Liberty University sued The New York Times for defamation Wednesday, accusing the paper of publishing a “fictional tale” about the school reopening after spring break and causing a coronavirus outbreak.

The Lynchburg, Virginia, school accused the paper of publishing a “click bait” story about a supposed coronavirus outbreak caused by the school reopening.

The story spread rapidly across local and national news outlets and on social media, according to the Virginia Circuit Court lawsuit from Wednesday.

The Times’ March 29 story, headlined: “Liberty University Brings Back Its Students, and Coronavirus Fears, Too,” was factually incorrect, the suit claims.

The story reported that about 12 students “were sick with symptoms that suggested Covid-19,” when the school reopened, the Times reported.

A doctor cited in the piece was misrepresented in the story — and also wasn’t the school doctor who would have been most knowledgeable on the subject, the court papers say.
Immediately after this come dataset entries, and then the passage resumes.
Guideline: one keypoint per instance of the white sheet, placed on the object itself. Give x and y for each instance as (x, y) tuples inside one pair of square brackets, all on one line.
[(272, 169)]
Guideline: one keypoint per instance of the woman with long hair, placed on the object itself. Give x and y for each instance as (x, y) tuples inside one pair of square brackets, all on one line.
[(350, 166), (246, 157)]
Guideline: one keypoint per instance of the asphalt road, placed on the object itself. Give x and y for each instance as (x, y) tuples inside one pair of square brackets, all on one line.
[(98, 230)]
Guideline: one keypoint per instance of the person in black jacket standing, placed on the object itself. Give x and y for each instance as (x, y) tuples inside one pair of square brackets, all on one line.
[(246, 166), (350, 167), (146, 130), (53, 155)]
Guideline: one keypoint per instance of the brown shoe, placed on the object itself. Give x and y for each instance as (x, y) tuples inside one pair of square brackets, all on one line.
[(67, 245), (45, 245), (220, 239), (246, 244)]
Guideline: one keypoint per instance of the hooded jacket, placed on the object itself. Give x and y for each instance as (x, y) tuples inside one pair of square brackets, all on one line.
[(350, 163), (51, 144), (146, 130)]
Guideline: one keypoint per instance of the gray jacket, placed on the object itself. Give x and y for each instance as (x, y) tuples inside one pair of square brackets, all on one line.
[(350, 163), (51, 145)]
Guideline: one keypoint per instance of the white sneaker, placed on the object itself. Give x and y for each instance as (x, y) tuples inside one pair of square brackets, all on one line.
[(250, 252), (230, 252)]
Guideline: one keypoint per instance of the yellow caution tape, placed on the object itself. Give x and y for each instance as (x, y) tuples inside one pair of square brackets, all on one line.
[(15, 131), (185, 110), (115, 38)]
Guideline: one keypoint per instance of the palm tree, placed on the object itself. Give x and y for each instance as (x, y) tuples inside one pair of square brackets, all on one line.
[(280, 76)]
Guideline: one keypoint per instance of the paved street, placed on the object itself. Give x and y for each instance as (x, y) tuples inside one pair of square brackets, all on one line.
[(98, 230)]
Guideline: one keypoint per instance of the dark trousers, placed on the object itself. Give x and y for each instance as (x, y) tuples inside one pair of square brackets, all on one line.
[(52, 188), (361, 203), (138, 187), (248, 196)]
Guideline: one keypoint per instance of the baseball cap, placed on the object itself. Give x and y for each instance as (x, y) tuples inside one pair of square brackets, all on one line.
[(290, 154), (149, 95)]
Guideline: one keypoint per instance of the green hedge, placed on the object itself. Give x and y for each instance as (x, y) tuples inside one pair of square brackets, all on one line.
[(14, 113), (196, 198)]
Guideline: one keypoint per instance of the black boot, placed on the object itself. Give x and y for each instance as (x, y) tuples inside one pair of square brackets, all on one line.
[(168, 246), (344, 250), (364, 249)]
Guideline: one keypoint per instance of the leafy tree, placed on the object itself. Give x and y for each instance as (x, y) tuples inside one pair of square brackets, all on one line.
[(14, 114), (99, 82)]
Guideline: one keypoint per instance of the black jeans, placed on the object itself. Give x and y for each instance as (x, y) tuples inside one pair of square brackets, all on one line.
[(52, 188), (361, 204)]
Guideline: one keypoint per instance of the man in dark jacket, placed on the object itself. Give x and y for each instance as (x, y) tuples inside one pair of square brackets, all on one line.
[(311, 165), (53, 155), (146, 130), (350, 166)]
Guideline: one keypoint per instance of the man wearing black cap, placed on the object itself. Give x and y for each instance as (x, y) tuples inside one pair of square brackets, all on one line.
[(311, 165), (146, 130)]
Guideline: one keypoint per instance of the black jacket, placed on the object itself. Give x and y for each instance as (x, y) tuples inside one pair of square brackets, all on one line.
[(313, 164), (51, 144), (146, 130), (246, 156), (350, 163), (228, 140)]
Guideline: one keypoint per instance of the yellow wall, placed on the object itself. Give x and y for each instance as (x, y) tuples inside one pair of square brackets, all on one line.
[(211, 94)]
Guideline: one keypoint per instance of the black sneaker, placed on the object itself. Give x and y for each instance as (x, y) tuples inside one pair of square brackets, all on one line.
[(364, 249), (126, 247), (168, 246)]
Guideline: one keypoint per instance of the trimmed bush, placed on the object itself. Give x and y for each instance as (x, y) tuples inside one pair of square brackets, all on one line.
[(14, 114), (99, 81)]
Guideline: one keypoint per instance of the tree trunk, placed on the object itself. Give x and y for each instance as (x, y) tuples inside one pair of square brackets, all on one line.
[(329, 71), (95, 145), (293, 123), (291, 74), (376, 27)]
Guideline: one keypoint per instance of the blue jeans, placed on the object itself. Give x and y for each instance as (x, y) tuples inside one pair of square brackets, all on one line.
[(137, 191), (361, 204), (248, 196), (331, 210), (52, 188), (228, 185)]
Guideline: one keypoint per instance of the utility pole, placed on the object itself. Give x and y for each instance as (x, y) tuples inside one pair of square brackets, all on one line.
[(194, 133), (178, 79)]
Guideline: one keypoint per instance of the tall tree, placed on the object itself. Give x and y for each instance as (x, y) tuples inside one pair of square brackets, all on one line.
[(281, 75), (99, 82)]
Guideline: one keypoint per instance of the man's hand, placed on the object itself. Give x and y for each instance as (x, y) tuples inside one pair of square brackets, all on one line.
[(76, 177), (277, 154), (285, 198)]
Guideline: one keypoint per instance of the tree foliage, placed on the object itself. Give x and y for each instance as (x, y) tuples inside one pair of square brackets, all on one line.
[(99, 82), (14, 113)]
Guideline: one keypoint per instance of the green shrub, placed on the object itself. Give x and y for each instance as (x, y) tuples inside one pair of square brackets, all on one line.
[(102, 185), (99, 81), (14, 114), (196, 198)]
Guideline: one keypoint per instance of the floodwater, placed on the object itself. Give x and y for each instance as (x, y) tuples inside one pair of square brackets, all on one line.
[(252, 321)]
The doctor told the Times that the bulk of the students had “‘upper respiratory infection’ — that is, a cold — not the lower respiratory infection COVID-19,” the suit states.

In fact, the students weren’t tested for the coronavirus because they didn’t meet the criteria for it, the suit claims.

“There was never an on-campus student diagnosed with COVID-19,” the suit claims.

“The only actual ‘viral’ element of this narrative that existed was the intense ‘viral’ internet attention it generated for the New York Times’ website and for those paying to advertise on that website.”

When classes ended two months after spring break, there were still no on-campus students who had been diagnosed with the virus, the court papers say.

Liberty claims in the suit that the Times writer was sent to Lynchburg “to engineer a specific fictional tale that portrayed Liberty and its President as a caricature the New York Times’ liberal audience would love: backward, irresponsible, anti-science, responsible for getting people sick in a pandemic, and closely tied to and mirroring President Trump.”

Liberty President Jerry Falwell Jr. said in a statement: “They target us because the University is a conservative and Christian institution.”

The Times did not immediately return a request for comment.